Tuesday, 15 June 2021

Villages stage Great Get Together

Villages stage Great Get Together

RESIDENTS of Benson and Watlington united to celebrate the memory of murdered MP Jo Cox at the weekend.

They staged two community events as part of the nationwide Great Get Together campaign organised by her husband Brendan.

The campaign was themed around the Yorkshire MP’s first speech to Parliament in which she said: “We are far more united and have more in common than that which divides us.”

Adrian and Steph Lovett, of Brook Street, Benson, organised a picnic with tea and cake and music on the Benson Primary School playing field on Sunday while Aggie Tate arranged a get together in the Paddock, Watlington, where she lives, on Saturday.

Mr Lovett knew Mrs Cox for about 15 years and they worked together for Oxfam, when she was head of policy and he led the campaign team.

About 250 people attended the event in Benson, including the Lovetts and their children Harry, 14, and Ellis, 16, who played music and sang with Max Godwin-Suttie and Emily Morris.

Mr Lovett said: “It went better than we possibly could have hoped for. People seemed to come with a smile on their faces.

“It’s almost as if they detected something of the mood and what we were trying to do. I watched countless times people going up to strangers and introducing themselves. It was young people talking to older people and people from different backgrounds.

“Of course it is bittersweet. We would all have Jo back in a heartbeat if we could but what happened on Sunday was something she would have loved — the music, the cakes, the friendship — and that was the thought in my mind.”

Members of the Watlington Concert Band and Chinnor Silver Band both performed and sea shanty band the Monkey Fists closed the afternoon.

Mr Lovett added: “One thing we all have in common is our village so this was a great reminder to me and other people that it’s a great place to live.

“People had that pleasant surprise that actually their neighbours were not so different from themselves and that we all share something in common.”

Villager Alice Jones-Evans, who attended the picnic with her family, said: “We like Benson and the

“This seems like the right thing to do and it’s nice to get together with friends and people you don’t know as well. Mrs Cox’s husband said the purpose of her death was to divide the country and I think this is bringing the country together.”

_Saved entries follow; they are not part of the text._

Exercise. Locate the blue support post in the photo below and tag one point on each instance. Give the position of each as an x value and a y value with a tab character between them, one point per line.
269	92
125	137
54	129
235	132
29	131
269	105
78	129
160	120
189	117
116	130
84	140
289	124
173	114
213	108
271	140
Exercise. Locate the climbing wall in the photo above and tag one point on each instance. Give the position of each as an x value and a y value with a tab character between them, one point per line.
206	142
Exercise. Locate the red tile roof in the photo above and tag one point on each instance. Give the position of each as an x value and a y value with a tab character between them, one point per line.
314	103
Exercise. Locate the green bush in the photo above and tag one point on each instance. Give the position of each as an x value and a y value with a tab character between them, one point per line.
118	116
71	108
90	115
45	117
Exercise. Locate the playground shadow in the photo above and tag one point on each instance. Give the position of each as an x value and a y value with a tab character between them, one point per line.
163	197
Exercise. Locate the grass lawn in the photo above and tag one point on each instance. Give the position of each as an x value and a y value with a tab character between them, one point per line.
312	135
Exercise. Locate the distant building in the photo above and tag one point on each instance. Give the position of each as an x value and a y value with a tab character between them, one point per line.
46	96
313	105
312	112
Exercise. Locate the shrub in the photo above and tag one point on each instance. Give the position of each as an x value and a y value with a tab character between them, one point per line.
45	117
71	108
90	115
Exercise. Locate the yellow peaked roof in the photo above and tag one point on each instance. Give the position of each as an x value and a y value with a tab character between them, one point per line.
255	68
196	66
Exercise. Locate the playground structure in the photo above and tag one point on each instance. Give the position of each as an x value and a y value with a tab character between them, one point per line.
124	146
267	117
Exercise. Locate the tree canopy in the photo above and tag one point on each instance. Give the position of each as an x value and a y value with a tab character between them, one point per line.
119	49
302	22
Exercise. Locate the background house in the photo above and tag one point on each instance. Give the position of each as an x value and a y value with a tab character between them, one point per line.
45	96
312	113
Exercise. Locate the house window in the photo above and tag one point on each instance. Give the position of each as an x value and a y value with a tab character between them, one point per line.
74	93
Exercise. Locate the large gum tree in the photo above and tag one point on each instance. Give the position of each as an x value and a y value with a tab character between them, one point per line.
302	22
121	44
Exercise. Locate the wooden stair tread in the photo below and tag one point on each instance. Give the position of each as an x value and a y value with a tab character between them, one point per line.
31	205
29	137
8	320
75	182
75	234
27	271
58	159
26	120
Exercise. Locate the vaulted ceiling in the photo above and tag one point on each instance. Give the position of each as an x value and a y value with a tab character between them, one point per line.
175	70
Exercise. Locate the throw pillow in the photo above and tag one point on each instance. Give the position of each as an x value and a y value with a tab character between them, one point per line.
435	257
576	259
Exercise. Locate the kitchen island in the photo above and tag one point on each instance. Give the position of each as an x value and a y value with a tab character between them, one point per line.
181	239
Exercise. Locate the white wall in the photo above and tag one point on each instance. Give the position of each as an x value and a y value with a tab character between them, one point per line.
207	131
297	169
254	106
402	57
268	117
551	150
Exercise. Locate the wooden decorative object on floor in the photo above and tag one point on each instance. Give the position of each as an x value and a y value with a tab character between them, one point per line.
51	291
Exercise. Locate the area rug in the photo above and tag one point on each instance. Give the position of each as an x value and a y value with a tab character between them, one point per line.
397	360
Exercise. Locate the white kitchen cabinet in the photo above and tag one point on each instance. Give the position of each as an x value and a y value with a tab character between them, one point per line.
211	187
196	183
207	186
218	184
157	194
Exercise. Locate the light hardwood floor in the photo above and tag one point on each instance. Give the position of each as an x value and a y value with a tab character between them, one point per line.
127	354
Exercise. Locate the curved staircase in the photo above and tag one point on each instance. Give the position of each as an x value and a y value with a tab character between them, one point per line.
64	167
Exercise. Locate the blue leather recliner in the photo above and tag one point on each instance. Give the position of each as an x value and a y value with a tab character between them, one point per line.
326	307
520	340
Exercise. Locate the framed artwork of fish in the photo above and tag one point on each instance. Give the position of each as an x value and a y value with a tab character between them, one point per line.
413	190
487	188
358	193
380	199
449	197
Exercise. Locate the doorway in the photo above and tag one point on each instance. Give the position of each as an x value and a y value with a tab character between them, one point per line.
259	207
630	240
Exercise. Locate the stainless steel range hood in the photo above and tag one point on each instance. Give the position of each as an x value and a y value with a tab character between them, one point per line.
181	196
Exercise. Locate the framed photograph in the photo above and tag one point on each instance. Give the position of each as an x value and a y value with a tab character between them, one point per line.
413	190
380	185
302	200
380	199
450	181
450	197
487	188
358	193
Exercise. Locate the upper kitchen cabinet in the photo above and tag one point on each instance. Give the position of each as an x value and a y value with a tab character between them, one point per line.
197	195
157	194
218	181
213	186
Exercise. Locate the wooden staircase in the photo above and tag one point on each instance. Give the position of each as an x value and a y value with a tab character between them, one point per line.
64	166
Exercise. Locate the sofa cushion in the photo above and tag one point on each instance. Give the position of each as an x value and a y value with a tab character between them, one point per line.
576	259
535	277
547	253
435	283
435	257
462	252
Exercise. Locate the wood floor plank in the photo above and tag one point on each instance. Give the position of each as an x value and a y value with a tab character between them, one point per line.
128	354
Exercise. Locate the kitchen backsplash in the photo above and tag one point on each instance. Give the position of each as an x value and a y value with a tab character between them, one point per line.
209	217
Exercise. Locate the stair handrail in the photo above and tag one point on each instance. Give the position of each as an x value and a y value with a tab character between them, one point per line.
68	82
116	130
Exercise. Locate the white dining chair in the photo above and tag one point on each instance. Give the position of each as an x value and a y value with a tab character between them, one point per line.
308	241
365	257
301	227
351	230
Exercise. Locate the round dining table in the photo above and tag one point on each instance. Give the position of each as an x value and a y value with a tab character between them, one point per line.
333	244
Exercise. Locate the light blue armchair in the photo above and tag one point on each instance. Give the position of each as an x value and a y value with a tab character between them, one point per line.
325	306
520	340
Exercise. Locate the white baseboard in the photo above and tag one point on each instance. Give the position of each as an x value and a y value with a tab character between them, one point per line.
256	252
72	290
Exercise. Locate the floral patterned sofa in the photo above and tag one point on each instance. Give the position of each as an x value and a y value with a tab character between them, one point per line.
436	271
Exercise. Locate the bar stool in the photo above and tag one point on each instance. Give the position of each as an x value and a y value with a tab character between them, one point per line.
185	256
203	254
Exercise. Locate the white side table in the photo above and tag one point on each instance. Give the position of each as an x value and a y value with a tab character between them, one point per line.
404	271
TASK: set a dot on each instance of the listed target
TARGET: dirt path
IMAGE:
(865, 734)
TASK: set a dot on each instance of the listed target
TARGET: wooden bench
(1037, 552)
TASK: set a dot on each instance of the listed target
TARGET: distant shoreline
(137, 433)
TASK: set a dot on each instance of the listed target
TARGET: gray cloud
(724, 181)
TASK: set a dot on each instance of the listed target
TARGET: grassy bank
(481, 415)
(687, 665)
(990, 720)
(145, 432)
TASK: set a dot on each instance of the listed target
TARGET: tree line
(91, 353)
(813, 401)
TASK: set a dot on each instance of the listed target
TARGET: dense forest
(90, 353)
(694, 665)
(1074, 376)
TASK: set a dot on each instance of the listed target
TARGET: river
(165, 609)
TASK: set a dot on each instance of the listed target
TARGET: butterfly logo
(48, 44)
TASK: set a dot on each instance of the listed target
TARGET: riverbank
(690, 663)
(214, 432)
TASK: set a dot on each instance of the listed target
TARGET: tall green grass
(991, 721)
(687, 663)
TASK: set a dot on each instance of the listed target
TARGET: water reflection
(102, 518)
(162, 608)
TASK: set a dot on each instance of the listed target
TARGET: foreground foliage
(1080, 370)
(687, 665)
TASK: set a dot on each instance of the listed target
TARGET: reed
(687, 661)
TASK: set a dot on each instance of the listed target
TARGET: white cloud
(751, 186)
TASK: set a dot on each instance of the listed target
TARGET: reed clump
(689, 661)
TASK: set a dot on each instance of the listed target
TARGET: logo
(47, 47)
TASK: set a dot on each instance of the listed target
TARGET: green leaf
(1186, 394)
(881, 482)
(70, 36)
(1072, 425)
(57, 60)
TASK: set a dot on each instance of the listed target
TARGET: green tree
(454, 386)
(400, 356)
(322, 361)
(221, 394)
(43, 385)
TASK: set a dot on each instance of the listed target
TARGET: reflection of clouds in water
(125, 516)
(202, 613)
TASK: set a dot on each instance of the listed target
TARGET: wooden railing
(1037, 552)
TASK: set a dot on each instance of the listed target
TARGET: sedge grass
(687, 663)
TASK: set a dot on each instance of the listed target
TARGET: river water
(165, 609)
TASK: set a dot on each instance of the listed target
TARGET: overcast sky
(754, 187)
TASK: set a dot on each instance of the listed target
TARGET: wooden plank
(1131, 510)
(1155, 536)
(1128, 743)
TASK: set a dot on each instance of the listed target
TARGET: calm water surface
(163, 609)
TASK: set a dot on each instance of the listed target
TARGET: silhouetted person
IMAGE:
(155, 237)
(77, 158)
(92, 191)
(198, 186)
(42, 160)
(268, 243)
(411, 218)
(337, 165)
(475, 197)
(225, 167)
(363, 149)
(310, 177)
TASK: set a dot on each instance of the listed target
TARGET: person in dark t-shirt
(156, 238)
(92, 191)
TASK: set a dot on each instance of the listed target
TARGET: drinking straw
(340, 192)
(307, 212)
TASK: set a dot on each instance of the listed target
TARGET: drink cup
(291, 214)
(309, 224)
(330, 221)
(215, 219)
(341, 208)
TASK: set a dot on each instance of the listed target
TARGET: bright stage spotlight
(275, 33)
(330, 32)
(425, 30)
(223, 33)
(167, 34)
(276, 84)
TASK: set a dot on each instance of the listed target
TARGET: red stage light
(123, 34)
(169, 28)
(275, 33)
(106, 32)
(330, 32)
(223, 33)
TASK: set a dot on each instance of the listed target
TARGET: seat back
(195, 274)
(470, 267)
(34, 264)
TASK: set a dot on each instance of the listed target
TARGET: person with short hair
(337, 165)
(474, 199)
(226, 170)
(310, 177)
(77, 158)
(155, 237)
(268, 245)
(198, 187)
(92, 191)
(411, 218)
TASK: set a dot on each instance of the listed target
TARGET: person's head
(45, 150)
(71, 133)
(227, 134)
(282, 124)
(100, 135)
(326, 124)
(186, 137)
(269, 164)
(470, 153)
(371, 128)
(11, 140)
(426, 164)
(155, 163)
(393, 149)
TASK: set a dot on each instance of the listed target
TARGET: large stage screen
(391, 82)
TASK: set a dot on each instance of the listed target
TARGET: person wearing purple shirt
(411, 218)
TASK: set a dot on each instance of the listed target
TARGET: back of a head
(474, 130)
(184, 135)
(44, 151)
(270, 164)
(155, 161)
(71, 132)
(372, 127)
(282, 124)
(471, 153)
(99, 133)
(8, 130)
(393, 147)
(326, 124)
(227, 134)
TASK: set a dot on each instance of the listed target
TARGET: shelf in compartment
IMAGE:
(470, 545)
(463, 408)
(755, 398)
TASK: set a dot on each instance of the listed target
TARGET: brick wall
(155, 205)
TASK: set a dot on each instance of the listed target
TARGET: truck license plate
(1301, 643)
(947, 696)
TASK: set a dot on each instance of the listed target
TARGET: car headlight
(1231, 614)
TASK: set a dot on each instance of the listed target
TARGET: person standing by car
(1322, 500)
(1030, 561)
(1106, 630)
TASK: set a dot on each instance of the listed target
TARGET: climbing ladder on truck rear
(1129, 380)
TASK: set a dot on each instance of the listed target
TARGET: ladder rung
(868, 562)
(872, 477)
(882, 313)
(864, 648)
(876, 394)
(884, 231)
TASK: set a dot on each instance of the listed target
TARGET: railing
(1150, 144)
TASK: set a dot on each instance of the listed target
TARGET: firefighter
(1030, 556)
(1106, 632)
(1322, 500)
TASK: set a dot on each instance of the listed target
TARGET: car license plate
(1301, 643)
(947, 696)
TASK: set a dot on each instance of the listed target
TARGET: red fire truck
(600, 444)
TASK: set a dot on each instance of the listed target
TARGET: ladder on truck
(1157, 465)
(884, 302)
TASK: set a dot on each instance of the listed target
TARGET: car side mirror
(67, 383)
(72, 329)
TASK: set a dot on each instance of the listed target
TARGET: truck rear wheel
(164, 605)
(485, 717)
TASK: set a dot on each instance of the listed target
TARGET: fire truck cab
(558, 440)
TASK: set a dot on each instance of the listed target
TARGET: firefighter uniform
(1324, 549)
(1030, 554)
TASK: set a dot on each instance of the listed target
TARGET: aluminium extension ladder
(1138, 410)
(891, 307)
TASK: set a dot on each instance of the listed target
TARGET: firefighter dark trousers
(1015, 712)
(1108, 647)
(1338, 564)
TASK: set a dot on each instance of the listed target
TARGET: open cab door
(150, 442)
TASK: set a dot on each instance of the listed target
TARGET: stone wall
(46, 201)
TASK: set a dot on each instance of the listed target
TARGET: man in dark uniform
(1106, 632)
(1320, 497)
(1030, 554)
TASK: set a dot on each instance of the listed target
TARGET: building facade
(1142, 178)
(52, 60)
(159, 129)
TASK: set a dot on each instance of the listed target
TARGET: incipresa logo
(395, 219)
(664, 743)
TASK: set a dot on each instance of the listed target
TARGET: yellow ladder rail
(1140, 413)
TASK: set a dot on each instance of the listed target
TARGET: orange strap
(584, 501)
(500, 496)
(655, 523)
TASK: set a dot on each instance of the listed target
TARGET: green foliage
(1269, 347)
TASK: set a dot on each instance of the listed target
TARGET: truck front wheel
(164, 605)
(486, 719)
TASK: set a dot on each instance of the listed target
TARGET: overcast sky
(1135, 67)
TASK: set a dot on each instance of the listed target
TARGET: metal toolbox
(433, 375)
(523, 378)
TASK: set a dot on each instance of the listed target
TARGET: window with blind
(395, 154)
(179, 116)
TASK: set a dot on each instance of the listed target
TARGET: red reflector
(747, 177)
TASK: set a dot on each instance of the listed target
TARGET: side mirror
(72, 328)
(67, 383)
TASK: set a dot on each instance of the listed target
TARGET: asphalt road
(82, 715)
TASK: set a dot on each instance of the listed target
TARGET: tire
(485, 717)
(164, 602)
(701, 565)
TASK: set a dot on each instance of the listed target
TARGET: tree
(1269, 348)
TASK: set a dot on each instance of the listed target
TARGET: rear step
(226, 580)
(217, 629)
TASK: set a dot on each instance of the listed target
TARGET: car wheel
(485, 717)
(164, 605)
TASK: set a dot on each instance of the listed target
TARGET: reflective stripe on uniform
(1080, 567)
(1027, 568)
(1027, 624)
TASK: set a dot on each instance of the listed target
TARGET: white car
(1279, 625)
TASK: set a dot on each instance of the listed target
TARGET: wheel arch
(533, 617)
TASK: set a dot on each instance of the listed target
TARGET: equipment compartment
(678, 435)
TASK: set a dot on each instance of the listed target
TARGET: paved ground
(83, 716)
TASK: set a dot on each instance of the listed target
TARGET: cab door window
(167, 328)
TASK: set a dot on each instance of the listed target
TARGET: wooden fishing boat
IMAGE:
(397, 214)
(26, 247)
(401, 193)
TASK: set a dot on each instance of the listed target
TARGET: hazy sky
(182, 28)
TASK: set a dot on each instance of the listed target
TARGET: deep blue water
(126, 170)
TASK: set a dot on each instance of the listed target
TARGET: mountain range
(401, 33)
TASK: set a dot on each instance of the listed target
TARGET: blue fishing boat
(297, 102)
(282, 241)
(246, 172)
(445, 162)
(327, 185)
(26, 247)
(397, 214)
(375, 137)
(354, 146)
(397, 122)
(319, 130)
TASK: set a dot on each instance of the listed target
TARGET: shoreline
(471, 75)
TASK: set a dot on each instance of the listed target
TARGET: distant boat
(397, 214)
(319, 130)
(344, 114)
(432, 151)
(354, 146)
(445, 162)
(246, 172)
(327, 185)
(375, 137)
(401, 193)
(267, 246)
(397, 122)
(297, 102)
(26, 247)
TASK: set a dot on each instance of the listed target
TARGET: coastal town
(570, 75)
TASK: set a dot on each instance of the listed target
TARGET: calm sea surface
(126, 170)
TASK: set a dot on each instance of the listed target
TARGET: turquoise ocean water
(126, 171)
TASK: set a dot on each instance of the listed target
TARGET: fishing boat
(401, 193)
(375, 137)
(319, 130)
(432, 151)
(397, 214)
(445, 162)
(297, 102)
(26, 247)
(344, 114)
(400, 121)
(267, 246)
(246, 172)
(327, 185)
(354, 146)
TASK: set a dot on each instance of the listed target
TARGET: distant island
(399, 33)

About 200 attended the event in Watlington with picnics, cakes, games of croquet and a bouncy castle for children.

Pippa Tolfts, who attended  with her children, Alexia and Thomas, said: “It’s a nice community event and a really good idea, especially after all the bad things that have happened in the last few months.”

Jo Williams said: “When something like [Mrs Cox’s death] happens, it really gives you a sense of how important community is and getting together with people on your doorstep.”

 Mrs Cox, a mother-of-two, was Labour MP for Batley and Spen in West Yorkshire and chaired the all-party parliamentary group Friends of Syria.

She was shot and stabbed to death in Birstall, where she had been due to hold a constituency surgery, on June 16 last year.

Five months later, Thomas Mair was jailed for life after being found guilty of her murder.